Mrs. Hannah Carpenter Jolley

 
The Courant American
Cartersville, Georgia
January 13, 1888, Page 8
 
Transcribed by 2006
 

Tribute of Respect.

It was not alone in the circle of her beloved family, nor the immediate community so long accustomed to her gentle presence and deeds of self-forgetful kindness, that the news of Mrs. Levi Jolley’s sudden death on the 18th of December, brought a shock of grief and tender regret.  This feeling was shared by the many and all who had ever known her or crossed the threshold of her hospitable home, the place of all places in which to see and appreciate the depth and beauty of the character of this true and perfect lady.  Gentle, kind and thoughtful, would be the impression of her left with the most careless.

Though death, without warning, the unconscious falling into sleep that has no wakening, is something from which we should pray to be delivered, and is usually regarded with a feeling of almost horror.  We can believe that it was to her a heaven given mercy.  Death was kind. Hers was such an infinitely loving heart, and so sensitive, too, and deeply touched by the sufferings of others, that a knowledge of the inevitable change coming and the sorrow and loss it must bring her husband and children, would have caused her the keenest anguish.  We know that her release was almost in a moment, and nearly without pain, in that comfortable sleep wherein the fetters of life were lightly shaken off, for death came gently to one of gentle mould.  In their desolate home the living have the harder part, but even with their want and need of her, they would not have selfishly bid her stay.  That “God hath taken her,” His child through submission, love and the fulfillment of every Christian duty, that alone reveals a life nobly lived, should rob their grief of half its bitterness.  No matter for how many weary years the waiting must be, the “Good mornings” unspoken on that quiet Sabbath, may yet greet her on some brighter chime.  Her passionate tenderness that would have been lavished in a parting from which she was spared, may become hers, not in grief but in joy, in that far “Land o’ the Leal.”  It should be easy to follow mother’s footsteps up into the everlasting fold.  We know that upon other homes the shadow of death has fallen and darkened through the Christmas-tide.

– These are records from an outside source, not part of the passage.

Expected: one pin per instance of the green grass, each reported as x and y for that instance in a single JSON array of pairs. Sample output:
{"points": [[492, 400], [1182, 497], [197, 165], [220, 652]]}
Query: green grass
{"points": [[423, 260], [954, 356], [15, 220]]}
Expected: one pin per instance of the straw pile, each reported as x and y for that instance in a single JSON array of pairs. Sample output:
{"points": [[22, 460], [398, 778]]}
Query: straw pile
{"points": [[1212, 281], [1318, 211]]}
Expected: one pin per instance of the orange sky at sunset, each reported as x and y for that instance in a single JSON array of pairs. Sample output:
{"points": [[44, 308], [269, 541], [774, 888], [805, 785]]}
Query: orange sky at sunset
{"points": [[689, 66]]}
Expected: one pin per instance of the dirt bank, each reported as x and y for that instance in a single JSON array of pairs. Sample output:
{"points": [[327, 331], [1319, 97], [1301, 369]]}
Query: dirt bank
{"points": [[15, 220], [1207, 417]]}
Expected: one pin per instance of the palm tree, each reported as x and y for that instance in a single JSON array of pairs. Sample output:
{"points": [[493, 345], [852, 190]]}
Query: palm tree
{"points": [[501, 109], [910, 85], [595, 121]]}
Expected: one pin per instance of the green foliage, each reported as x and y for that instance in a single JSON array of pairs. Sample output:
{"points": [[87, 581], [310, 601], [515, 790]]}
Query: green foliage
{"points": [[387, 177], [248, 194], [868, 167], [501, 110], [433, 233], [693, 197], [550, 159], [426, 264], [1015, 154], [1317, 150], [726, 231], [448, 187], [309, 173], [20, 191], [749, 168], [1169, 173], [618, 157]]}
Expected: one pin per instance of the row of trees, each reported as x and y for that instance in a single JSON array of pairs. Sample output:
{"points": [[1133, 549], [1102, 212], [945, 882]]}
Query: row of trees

From their inmates can perfect sympathy come.  Her last days on earth were happy ones, not marred by pain, nor any untoward happening among her precious grandchildren.  Her life was a full and useful one, having many happy interests, and brightened and sheltered in every way by love and care.  It was as she, no doubt, would have wished it that the last touch and loving attention came from the hand of her devoted husband.  Another’s woes she could not feel in soft adoption, they became her own.  No soul was ever more utterly and perfectly unselfish, ready in heart, and ready in hand to assist others in any way whatever.  She was always lovely.  The friends of her youth never tire in speaking of Miss Hannah Carpenter and her beauty that was as rare as her loveliness of character.  Not many dying leave such a sweet and unfading memory as this sainted mother.  This we have written is all unworthy of her, and imperfect, and has only the merit of being “out of the heart,” as thought sincerely by ---- C.